Former Student – Taylor Anderson – New NSERC Fellow

Anderson

It is always great to see how well students do beyond our time together. Taylor Anderson was a student who excelled in two courses under my instruction (GEOG 381 and 481). With no programming background, she dove into python and programming with ArcGIS in our Advanced GIS course and yielded significant knowledge gains and a mark well above average. She then took on a very challenging project in our GIS Project course, which involved using the Soil Water Assessment Tool (SWAT) to  assess phosphorus loading on local hydrological features and how seasonality might affect the spatial distribution of these loadings. This project met with a lot of challenges and difficulties (for obvious reasons, the topic is quite large let alone learning and applying SWAT in four months). However, Taylor was able to carry her teammates and acquire a wealth of knowledge along the way. After finishing up her undergraduate degree she started her PhD at Simon Fraser University with Suzana Dragicevic.

While working with Suzana, Taylor applied for one of NSERC’s highly competitive CGS-M scholarships and was successful this year (2014).  A summary of the exciting research she is proposing to complete is provided below. This is just one of many directions that students in our department take. We look forward to hearing more success stories from Taylor and our other program alumni (when I have a chance to post them!). Congratulations Taylor!

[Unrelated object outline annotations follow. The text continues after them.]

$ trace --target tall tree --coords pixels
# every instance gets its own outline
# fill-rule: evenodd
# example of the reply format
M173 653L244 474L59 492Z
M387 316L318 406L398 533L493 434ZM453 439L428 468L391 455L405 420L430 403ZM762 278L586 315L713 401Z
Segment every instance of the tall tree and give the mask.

NSERC’s Canada Graduate Scholarship-Masters (CGS-M)

Summary of Research

Complex systems theory can be used as an approach to understand the complexity and spatial significance in ecological processes, such as insect infestation, by identifying how collective behavior disaggregates to individual interactions and vice versa. Since its discovery in southern Michigan in 2002, the emerald ash borer (Agrilus planipennis; EAB), an exotic-invasive species native to south-east Asia has infested and killed millions of North American ash trees (Fraxinus sp.) across eastern United States and Canada. Efforts to understand and model the insect’s behavior are ongoing. Current modelling approaches use mostly statistical analysis to represent EAB spread at local scale, evaluate the effects of climate on EAB, and estimate the economic impacts of the pest. However, these methods are limited to a US context and, more importantly, use modeling approaches which cannot capture the complex nonlinear behavior of the EAB. There is a strong need for the development of new modeling approaches which will address EAB behavior as complex adaptive system capable to better represent and forecast the EAB behavior and ultimately help manage EAB infestation.

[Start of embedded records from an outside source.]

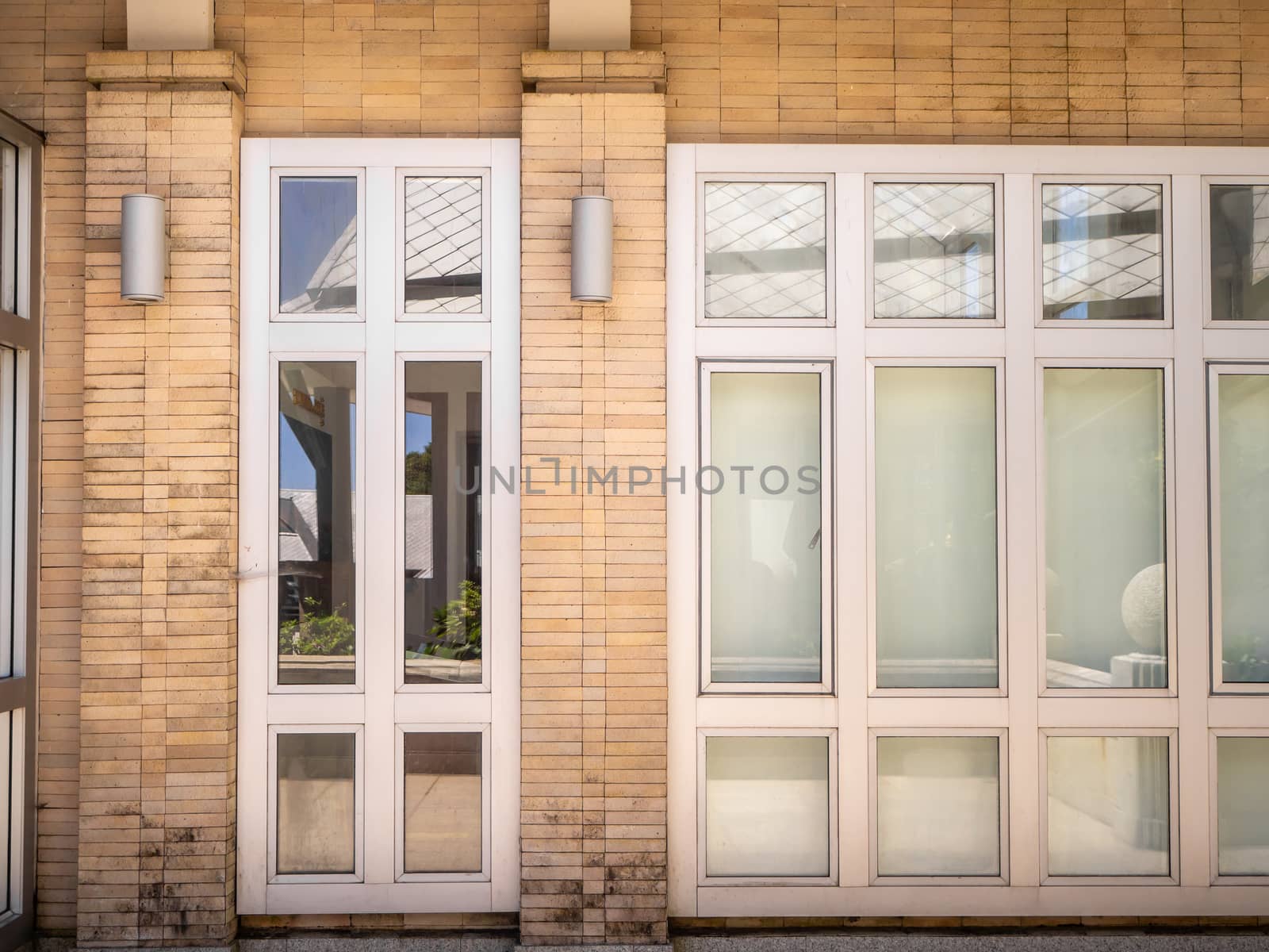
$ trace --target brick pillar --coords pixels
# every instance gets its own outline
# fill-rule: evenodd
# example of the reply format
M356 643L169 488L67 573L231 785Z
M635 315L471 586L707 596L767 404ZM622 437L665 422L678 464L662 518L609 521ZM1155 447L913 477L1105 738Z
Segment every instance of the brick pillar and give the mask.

My research is focused on the development of a suite of geosimulation models that integrates geographic information systems (GIS) with complex system theory methodology including cellular automata (CA) and agent-based approaches, to represent the complex behavior characteristic of EAB. Soft computing techniques and artificial intelligence (AI) are used to enhance the models. The models are applied to three landscape scenarios developed representing the real world that the EAB propagates through and can be characterized by various distributions of ash trees: urban, urban-rural fringe, and rural. The models simulate EAB infestation for a 15 year period from 2002-2017. The study will utilize the CFIA’s geospatial datasets containing positive locations of EAB infested ash trees specific to Essex, Lambton, and Chatham-Kent municipalities on a cumulative basis from 2002 to 2009 which will permit model building, calibration, and validation procedures.

The developed object-based geosimulation model reflects the processes which govern EAB spread and demonstrate EAB propagation. Preliminary results indicate that the infestation is highly dependent on the distribution of ash trees across the landscape. The developed geosimulation model can help decision makers and interested scholars evaluate current and costly eradication strategies, fill in knowledge gaps with respect to EAB spread, and assist in city planning and forest management strategy formation.